第26話 黒幕感満載とかよくあるやつじゃん
それから、のぼれどのぼれど全く動物やモンスターとは遭遇しなかった。異変を肌で感じるが、それでもひたすら、無言で階段をのぼり続ける。
奏さんと俺は無言だった。
どれくらいのぼったかはもう数えていない。とにかく、沢山の時間を費やした気がする。流石にここまでのぼるとは思わず、何度も休憩をはさんでは、のぼった。
――目の前にそびえたつ壁は、どう見ても、このダンジョンに似つかわしくない大理石でできていた。
コンクリートでも土の壁でもなんでもない。
「鍵穴、あるな」
「あるね」
もう疲れすぎていて、余分な会話は交わしたくなかった。俺は鍵を取り出して、先を穴にはめ、ひねった。

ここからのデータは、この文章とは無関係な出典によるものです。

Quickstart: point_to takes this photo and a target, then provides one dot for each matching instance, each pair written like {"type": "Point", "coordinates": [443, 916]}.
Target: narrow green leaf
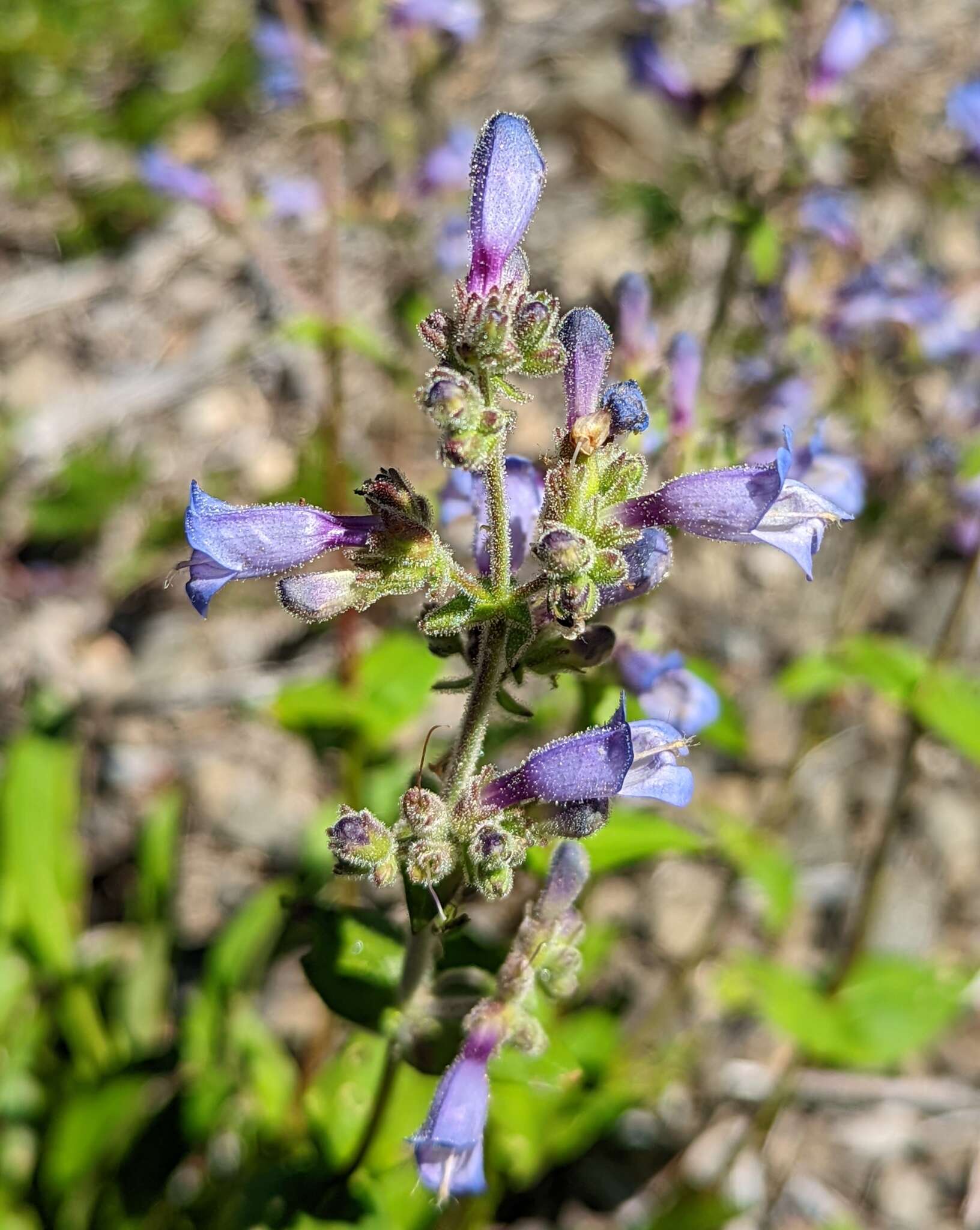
{"type": "Point", "coordinates": [41, 880]}
{"type": "Point", "coordinates": [239, 956]}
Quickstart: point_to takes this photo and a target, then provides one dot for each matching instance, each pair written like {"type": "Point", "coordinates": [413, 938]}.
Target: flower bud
{"type": "Point", "coordinates": [567, 875]}
{"type": "Point", "coordinates": [450, 398]}
{"type": "Point", "coordinates": [628, 407]}
{"type": "Point", "coordinates": [360, 841]}
{"type": "Point", "coordinates": [429, 860]}
{"type": "Point", "coordinates": [495, 885]}
{"type": "Point", "coordinates": [563, 551]}
{"type": "Point", "coordinates": [572, 602]}
{"type": "Point", "coordinates": [492, 848]}
{"type": "Point", "coordinates": [435, 331]}
{"type": "Point", "coordinates": [508, 175]}
{"type": "Point", "coordinates": [590, 431]}
{"type": "Point", "coordinates": [578, 819]}
{"type": "Point", "coordinates": [423, 812]}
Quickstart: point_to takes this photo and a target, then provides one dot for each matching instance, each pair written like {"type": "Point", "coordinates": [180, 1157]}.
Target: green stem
{"type": "Point", "coordinates": [476, 715]}
{"type": "Point", "coordinates": [500, 524]}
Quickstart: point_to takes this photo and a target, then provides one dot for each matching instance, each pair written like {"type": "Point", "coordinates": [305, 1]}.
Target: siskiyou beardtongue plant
{"type": "Point", "coordinates": [591, 541]}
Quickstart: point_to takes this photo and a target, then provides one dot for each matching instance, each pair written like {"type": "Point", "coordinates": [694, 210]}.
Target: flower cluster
{"type": "Point", "coordinates": [581, 527]}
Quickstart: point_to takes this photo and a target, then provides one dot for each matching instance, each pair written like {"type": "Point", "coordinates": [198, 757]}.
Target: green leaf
{"type": "Point", "coordinates": [512, 705]}
{"type": "Point", "coordinates": [157, 855]}
{"type": "Point", "coordinates": [760, 859]}
{"type": "Point", "coordinates": [340, 1097]}
{"type": "Point", "coordinates": [948, 704]}
{"type": "Point", "coordinates": [240, 955]}
{"type": "Point", "coordinates": [895, 1007]}
{"type": "Point", "coordinates": [691, 1210]}
{"type": "Point", "coordinates": [631, 835]}
{"type": "Point", "coordinates": [41, 880]}
{"type": "Point", "coordinates": [94, 1129]}
{"type": "Point", "coordinates": [888, 1009]}
{"type": "Point", "coordinates": [764, 250]}
{"type": "Point", "coordinates": [450, 618]}
{"type": "Point", "coordinates": [354, 963]}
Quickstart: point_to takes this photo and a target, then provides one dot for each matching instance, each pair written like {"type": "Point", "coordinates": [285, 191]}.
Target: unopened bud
{"type": "Point", "coordinates": [563, 551]}
{"type": "Point", "coordinates": [572, 602]}
{"type": "Point", "coordinates": [435, 331]}
{"type": "Point", "coordinates": [551, 655]}
{"type": "Point", "coordinates": [588, 432]}
{"type": "Point", "coordinates": [360, 840]}
{"type": "Point", "coordinates": [567, 876]}
{"type": "Point", "coordinates": [450, 398]}
{"type": "Point", "coordinates": [495, 885]}
{"type": "Point", "coordinates": [628, 407]}
{"type": "Point", "coordinates": [423, 812]}
{"type": "Point", "coordinates": [428, 861]}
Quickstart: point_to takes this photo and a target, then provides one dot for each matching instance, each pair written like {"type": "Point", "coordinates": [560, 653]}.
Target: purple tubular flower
{"type": "Point", "coordinates": [667, 692]}
{"type": "Point", "coordinates": [653, 70]}
{"type": "Point", "coordinates": [289, 198]}
{"type": "Point", "coordinates": [467, 495]}
{"type": "Point", "coordinates": [278, 61]}
{"type": "Point", "coordinates": [632, 759]}
{"type": "Point", "coordinates": [316, 596]}
{"type": "Point", "coordinates": [239, 542]}
{"type": "Point", "coordinates": [856, 32]}
{"type": "Point", "coordinates": [636, 335]}
{"type": "Point", "coordinates": [507, 175]}
{"type": "Point", "coordinates": [963, 112]}
{"type": "Point", "coordinates": [647, 561]}
{"type": "Point", "coordinates": [588, 345]}
{"type": "Point", "coordinates": [449, 1145]}
{"type": "Point", "coordinates": [832, 214]}
{"type": "Point", "coordinates": [685, 375]}
{"type": "Point", "coordinates": [447, 166]}
{"type": "Point", "coordinates": [164, 174]}
{"type": "Point", "coordinates": [459, 19]}
{"type": "Point", "coordinates": [748, 503]}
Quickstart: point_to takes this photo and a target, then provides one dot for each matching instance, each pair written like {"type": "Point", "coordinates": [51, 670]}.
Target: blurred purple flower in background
{"type": "Point", "coordinates": [453, 245]}
{"type": "Point", "coordinates": [460, 19]}
{"type": "Point", "coordinates": [684, 361]}
{"type": "Point", "coordinates": [637, 338]}
{"type": "Point", "coordinates": [465, 495]}
{"type": "Point", "coordinates": [855, 34]}
{"type": "Point", "coordinates": [278, 62]}
{"type": "Point", "coordinates": [651, 69]}
{"type": "Point", "coordinates": [293, 197]}
{"type": "Point", "coordinates": [833, 214]}
{"type": "Point", "coordinates": [963, 114]}
{"type": "Point", "coordinates": [508, 175]}
{"type": "Point", "coordinates": [665, 690]}
{"type": "Point", "coordinates": [449, 1145]}
{"type": "Point", "coordinates": [964, 532]}
{"type": "Point", "coordinates": [630, 759]}
{"type": "Point", "coordinates": [447, 166]}
{"type": "Point", "coordinates": [162, 172]}
{"type": "Point", "coordinates": [241, 542]}
{"type": "Point", "coordinates": [749, 503]}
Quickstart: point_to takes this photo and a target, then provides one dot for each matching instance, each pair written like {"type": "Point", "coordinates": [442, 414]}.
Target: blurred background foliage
{"type": "Point", "coordinates": [164, 879]}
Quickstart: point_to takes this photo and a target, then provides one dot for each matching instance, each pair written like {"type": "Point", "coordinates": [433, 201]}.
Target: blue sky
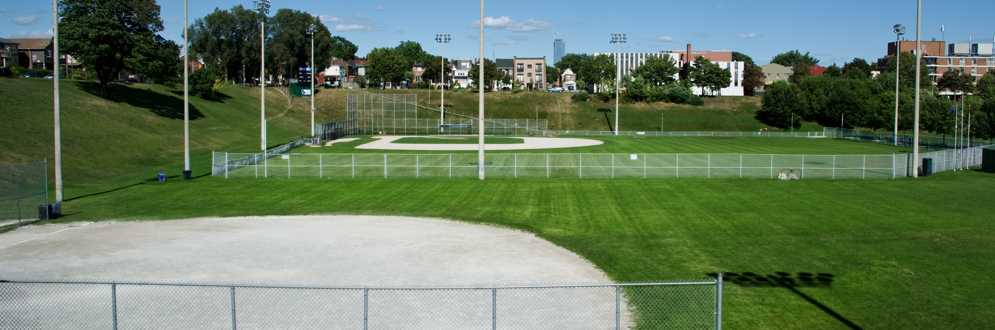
{"type": "Point", "coordinates": [834, 32]}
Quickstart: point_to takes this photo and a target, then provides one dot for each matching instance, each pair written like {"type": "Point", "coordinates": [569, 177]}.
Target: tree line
{"type": "Point", "coordinates": [851, 97]}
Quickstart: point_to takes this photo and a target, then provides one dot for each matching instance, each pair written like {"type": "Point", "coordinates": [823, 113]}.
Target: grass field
{"type": "Point", "coordinates": [457, 140]}
{"type": "Point", "coordinates": [667, 145]}
{"type": "Point", "coordinates": [891, 254]}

ガゴン、という重厚な音がしたのちに、扉が、ゆっくりと、ゆっくりと動く。
少しずつできた隙間から、あちら側を覗く。
言葉は出なかった。
そこは実に、近未来的な風景が広がっていて――青白い壁、巨大なコンピュータのようなもの、様々に映し出された画面、ここまでとは比べ物にならない沢山の情報があった。
「なにこれ」
「分からない」
言葉少なに足を踏み出す。疲労が徐々に意識の外側へと吸い込まれていくみたいに、忘却された。
眼前の光景に目を奪われたのだ。
『ようこそ、幸運なお方』
突如として映し出された中央のモニターから、少しノイズがかった声が響いてくる。
『見事、このダンジョンを踏破せしめた勇気、そして努力、運を賞賛しましょう』
男とも女ともつかない声はただ無機質に反響した。唾液を飲み込んで、耳をすませた。
『まぁ、随分運がよろしかっただけのようですけれどね。実力も運のうち、といいますし、まったくかまいませんが』
「…あなたは?」
『誰ですか、という意味で合っていますか?』
それは聞き返してきた。これは録画でもなんでもないらしい。
『そうですねえ、強いて言うならこのダンジョンを管理しているもの、とでもいいましょうか』
「は?」
『まぁ、細かいことはいいんですよ。それよりも、このダンジョンは、これまで一切ここにたどりつかれなかったんです。なので、退屈で退屈で。
あなたがたがたどり着いてくださったおかげで、いい暇つぶしになりました』
「いや、どういう…」
きわめて無機質なはずなのに、感情を含んだ声。それを信じられるほど、非現実的な思考をしているわけではなかった。
『私は次のダンジョンでお待ちしています。令士ダンジョンです。その最下層でお会いしましょう』
「待てよ、まったくわからない」
「それと、記念品としてちょっとした品を贈呈いたしますので、どうぞお受け取り下さいね。そこの宝箱にあります。では」
一切の意味を理解できないまま、画面はぷっつりと真っ暗闇に落ち込んでしまった。